Screening your Property for Privacy

The first step in designing a landscape for privacy is to figure out where you need to hide eyesores or provide screening for a pool or a deck or patio where you like to entertain or just relax with a good book. When you’ve determined where and what kind of privacy screening you need, consider how much space you have available for privacy plantings and what size they need to be. Towering walls of perfectly sheared privet provide privacy for many homes on the East End. 

Photo: Shutterstock

Depending on how much privacy you’ll need, the architectural style of your home and property, and what landscape features are already there, you can create privacy with a formal hedge or an informal screen of plants. If you want to deter wandering wildlife or human intruders you can consider a dense, thorny barrier screen.

Another consideration for privacy screening is whether there are deer in your area and you’ll need screening they are not likely to eat. For now, privet, Leyland cypress and junipers are reasonable bets. Arborvitae used to be widely used but it’s no longer deer resistant. 

You’ll also want to factor in how fast your privacy screen will grow. A plant that grows quickly will provide screening sooner than a slower growing one, but it may also grow taller than you want (Leyland cypress is an example) and cast shade where you don’t want it. A tall hedge on the south side of your property will cast a lot of shade over a lawn or garden behind it. Another consideration is how fast the plants will grow; fast growers like arborvitae will need to be replaced more often than slower growers.

In an informal screen, plants can be allowed to grow into their natural forms without a lot of meticulous shearing. The look is softer and looser. For example, privet left unsheared takes on a sort of billowy form. A screen of shrubs that do not need clipping, while it won’t be a solid wall, can offer other features such as flowers or easier maintenance. Some good informal screening shrubs that will give you flowers include viburnum, bridalwreath spiraea, rose of Sharon, summersweet (Clethra), lilacs and hydrangeas (which are an iconic flower on the East End but also deer favorites). These plants lose their leaves in winter, but if you are only here for the summer or don’t use your outdoor space in the cold season that may not be an issue for you.
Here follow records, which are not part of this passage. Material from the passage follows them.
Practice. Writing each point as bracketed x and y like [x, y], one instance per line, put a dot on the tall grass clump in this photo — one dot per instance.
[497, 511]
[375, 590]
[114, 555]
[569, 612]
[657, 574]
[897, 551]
Here are some plants to consider planting for privacy:

Privet the classic hedge plant — has medium to dark green small oval leaves and can grow 12 or more feet high. Plants naturally produce white flowers with an unpleasantly sweet odor in summer, but pruning or shearing usually prevents blooming.
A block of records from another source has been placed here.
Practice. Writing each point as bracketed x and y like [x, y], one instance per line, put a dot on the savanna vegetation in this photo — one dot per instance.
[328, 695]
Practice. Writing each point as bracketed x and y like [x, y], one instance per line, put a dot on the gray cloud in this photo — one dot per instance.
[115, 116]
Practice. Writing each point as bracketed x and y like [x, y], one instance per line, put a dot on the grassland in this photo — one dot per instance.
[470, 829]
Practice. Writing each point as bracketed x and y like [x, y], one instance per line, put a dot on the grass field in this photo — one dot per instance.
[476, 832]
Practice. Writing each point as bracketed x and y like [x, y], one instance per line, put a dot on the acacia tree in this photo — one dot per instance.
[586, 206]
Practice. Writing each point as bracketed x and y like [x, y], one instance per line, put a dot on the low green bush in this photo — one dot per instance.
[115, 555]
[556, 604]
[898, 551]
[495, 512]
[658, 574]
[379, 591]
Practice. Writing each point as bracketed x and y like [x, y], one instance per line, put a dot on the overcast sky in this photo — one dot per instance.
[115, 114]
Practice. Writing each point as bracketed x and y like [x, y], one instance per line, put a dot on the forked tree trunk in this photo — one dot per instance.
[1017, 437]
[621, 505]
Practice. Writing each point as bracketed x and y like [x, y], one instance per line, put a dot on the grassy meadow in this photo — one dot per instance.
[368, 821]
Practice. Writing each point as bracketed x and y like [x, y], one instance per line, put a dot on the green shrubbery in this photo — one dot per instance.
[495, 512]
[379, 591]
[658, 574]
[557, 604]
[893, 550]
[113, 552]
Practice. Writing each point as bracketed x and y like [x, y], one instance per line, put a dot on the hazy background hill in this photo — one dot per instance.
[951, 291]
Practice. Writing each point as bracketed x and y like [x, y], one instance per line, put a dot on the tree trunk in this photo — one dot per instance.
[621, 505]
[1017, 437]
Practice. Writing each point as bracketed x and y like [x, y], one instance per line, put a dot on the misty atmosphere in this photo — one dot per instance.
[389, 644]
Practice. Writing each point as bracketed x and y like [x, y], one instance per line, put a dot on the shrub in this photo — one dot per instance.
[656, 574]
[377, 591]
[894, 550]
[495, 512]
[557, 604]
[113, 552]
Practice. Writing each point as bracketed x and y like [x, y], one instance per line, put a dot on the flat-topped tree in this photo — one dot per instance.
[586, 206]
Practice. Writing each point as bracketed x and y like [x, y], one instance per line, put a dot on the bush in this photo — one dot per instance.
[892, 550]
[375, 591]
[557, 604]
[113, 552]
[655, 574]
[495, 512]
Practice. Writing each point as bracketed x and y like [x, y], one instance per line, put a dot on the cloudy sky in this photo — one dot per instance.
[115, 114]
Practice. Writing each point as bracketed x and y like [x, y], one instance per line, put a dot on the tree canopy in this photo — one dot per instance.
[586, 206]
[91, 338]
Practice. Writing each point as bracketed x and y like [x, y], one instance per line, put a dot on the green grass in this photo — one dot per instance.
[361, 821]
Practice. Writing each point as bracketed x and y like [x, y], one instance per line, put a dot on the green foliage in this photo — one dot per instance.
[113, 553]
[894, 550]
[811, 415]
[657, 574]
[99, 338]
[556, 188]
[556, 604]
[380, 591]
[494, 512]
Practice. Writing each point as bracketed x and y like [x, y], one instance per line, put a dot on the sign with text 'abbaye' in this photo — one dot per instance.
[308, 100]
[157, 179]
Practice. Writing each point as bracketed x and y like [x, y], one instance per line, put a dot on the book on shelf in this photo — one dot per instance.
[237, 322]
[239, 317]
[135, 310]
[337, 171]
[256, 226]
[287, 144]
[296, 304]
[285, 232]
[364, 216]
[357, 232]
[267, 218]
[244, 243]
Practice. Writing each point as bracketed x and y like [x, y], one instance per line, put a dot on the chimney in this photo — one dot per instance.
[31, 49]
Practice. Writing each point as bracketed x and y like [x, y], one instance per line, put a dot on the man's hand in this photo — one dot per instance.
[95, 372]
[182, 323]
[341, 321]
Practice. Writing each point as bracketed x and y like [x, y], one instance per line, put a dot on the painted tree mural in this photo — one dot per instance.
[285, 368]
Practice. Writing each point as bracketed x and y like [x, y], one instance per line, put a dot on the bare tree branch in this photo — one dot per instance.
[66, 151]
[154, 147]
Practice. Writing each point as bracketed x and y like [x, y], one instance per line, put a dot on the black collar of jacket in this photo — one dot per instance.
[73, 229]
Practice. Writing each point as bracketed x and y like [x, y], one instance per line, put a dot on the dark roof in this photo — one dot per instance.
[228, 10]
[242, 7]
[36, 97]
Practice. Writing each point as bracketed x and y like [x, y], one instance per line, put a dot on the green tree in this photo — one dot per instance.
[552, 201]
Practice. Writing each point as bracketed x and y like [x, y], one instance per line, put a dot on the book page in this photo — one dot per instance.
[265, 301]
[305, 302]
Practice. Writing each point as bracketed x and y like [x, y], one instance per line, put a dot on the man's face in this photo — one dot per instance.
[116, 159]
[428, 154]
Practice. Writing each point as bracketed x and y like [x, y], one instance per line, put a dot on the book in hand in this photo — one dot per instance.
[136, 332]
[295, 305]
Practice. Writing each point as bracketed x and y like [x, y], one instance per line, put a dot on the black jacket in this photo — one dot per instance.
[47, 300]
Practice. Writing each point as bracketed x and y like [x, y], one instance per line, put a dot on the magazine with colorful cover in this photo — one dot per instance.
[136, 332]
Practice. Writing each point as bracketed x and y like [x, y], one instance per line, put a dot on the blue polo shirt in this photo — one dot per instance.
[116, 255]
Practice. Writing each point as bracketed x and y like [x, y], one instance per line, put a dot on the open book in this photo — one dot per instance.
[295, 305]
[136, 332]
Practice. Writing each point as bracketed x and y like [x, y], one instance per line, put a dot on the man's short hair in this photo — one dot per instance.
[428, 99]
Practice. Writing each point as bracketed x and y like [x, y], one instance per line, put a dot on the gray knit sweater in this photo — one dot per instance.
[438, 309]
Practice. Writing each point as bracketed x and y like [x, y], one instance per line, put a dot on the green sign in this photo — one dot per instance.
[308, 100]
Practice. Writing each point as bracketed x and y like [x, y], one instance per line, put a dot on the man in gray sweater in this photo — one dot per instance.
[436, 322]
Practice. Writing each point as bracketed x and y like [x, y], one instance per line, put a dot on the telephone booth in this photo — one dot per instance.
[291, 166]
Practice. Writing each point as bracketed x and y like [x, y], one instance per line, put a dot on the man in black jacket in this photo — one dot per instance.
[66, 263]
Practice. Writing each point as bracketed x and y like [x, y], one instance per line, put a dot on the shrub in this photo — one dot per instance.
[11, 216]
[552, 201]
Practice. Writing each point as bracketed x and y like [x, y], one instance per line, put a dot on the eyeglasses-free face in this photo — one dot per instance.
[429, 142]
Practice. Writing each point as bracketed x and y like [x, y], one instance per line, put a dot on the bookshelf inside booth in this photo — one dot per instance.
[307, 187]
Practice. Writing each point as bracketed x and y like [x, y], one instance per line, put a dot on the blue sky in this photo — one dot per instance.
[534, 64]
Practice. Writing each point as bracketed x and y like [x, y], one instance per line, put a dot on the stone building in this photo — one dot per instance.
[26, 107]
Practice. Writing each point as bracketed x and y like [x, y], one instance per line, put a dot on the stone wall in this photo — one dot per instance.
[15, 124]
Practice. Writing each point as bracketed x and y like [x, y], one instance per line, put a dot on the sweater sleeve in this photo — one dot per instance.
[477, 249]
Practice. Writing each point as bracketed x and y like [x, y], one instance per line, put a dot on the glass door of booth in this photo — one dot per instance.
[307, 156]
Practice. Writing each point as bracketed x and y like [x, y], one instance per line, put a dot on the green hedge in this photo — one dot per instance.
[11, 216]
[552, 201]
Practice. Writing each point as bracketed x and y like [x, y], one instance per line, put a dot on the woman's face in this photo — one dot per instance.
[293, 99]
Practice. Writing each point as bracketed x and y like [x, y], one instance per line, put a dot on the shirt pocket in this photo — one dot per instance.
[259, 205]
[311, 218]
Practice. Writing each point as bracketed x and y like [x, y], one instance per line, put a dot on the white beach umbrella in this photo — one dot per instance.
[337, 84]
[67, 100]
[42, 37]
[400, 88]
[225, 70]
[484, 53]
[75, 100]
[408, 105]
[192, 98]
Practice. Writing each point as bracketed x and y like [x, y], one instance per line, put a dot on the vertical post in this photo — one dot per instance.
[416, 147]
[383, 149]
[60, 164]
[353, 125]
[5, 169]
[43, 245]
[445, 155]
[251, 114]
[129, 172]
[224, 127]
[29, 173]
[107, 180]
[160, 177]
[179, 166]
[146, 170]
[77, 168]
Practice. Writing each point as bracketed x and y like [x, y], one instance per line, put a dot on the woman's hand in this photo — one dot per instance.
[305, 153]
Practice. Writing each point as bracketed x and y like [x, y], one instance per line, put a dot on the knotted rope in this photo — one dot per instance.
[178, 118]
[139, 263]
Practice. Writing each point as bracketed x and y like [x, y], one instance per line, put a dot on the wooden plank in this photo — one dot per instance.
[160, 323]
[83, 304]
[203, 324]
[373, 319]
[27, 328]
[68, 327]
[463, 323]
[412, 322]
Leyland cypress can grow to 60 or more feet high and has a columnar upright form. It is salt tolerant, making it a good choice for screening properties near the shore. It’s often used in screens and informal hedges but can be sheared for a more formal look.

Junipers come in many forms from low, spreading groundcover types to the eastern red cedar which can grow up to 40 or 50 feet high. Chinese juniper comes in numerous varieties. Junipers grow best in well-drained soil with lots of sun.
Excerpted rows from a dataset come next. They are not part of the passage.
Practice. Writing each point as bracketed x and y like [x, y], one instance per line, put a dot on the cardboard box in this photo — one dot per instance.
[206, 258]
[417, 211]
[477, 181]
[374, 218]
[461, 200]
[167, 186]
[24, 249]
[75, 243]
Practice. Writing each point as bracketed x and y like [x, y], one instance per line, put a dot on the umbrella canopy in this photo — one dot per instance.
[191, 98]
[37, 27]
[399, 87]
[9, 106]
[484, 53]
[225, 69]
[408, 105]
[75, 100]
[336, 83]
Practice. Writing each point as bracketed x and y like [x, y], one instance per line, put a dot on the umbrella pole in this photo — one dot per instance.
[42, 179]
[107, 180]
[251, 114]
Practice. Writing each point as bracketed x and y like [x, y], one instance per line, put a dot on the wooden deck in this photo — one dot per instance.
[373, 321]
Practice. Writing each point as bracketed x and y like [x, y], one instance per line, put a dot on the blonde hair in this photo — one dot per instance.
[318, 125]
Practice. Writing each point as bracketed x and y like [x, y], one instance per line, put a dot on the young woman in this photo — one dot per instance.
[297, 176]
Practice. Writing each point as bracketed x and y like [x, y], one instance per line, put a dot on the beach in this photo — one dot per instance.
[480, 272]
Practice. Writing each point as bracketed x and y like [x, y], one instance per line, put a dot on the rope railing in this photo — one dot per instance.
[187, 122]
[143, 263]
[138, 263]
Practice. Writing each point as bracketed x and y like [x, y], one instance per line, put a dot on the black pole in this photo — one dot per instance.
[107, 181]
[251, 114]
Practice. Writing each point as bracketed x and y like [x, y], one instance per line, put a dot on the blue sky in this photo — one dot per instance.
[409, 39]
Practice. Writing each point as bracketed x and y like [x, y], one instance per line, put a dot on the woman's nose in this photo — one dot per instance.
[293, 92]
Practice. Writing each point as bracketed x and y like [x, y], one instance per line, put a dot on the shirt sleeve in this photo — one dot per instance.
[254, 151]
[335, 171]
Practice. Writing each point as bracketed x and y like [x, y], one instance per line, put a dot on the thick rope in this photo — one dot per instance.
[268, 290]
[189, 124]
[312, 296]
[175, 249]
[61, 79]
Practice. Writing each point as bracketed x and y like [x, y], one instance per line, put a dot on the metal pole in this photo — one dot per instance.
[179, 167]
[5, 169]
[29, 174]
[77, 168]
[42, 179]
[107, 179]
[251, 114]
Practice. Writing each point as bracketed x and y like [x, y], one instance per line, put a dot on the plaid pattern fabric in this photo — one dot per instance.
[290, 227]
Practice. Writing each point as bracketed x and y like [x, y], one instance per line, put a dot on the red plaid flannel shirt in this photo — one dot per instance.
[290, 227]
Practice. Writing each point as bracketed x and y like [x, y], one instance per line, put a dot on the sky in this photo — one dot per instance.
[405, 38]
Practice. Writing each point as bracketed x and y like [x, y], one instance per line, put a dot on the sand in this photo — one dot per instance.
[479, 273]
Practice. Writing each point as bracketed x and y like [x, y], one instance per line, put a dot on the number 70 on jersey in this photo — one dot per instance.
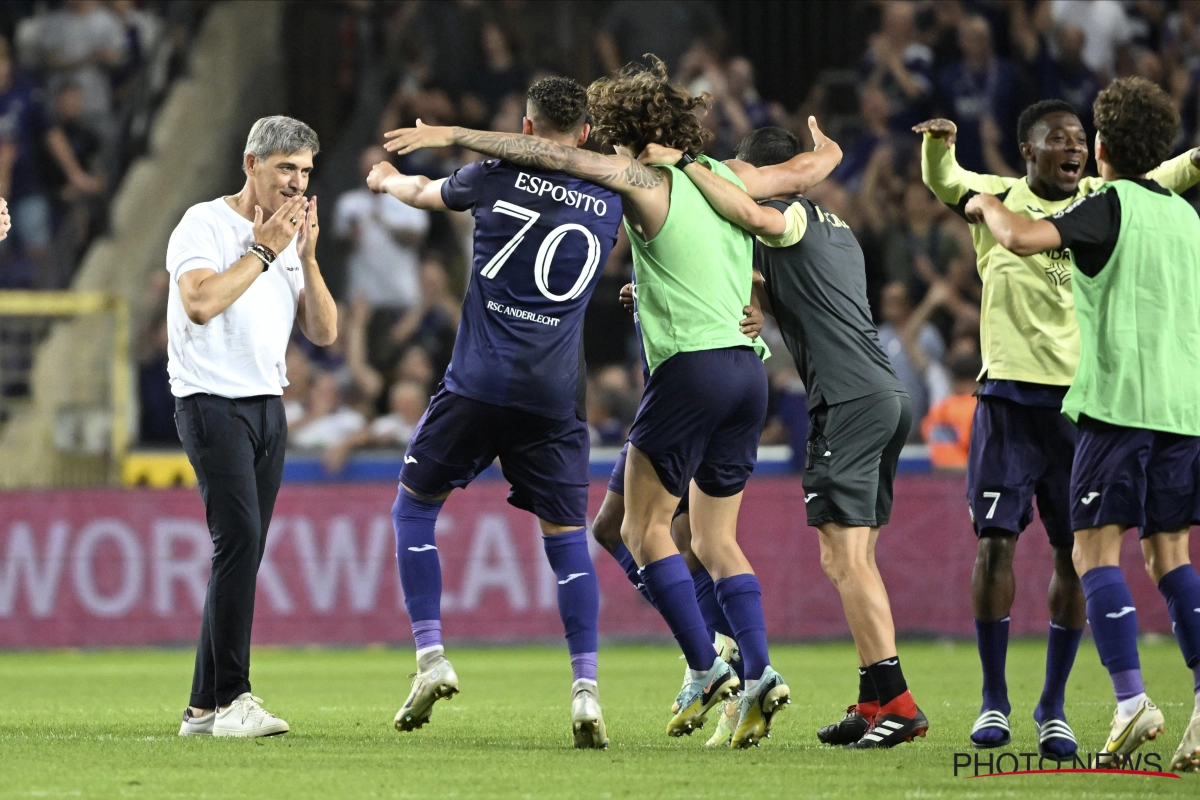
[545, 252]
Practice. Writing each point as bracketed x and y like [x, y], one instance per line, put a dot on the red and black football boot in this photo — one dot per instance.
[851, 727]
Clethra, also called sweet pepperbush, sends out wands of fragrant white flowers in summer (mine is blooming in late July). It does well in a sheltered, partly shaded spot, and works well in an informal, shade border away from the water.

Spirea, especially bridalwreath spirea, is easy to grow and forms a tall mound 5 to 6 feet high, with graceful, arching stems. Plants are covered with clusters of tiny white flowers in spring and are lovely as an informal hedge or screen.

Rose of Sharon, a species of hibiscus, is easy to grow and can be planted in a row along a driveway, as an informal screen. Plants grow 6 to 12 feet high and half as wide, and come in a host of colors from white to shades of pink, red and even blue. Give rose of Sharon a sunny location and it can thrive in even poor soils. It does best behind a windbreak near the beach.

Hydrangea is an iconic East End flower, its ethereal blue blossoms gracing many properties. It’s lovely in a screen planting as long as you can keep deer off your property. Plants do best in full sun to light shade, away from the beach or protected behind a windbreak.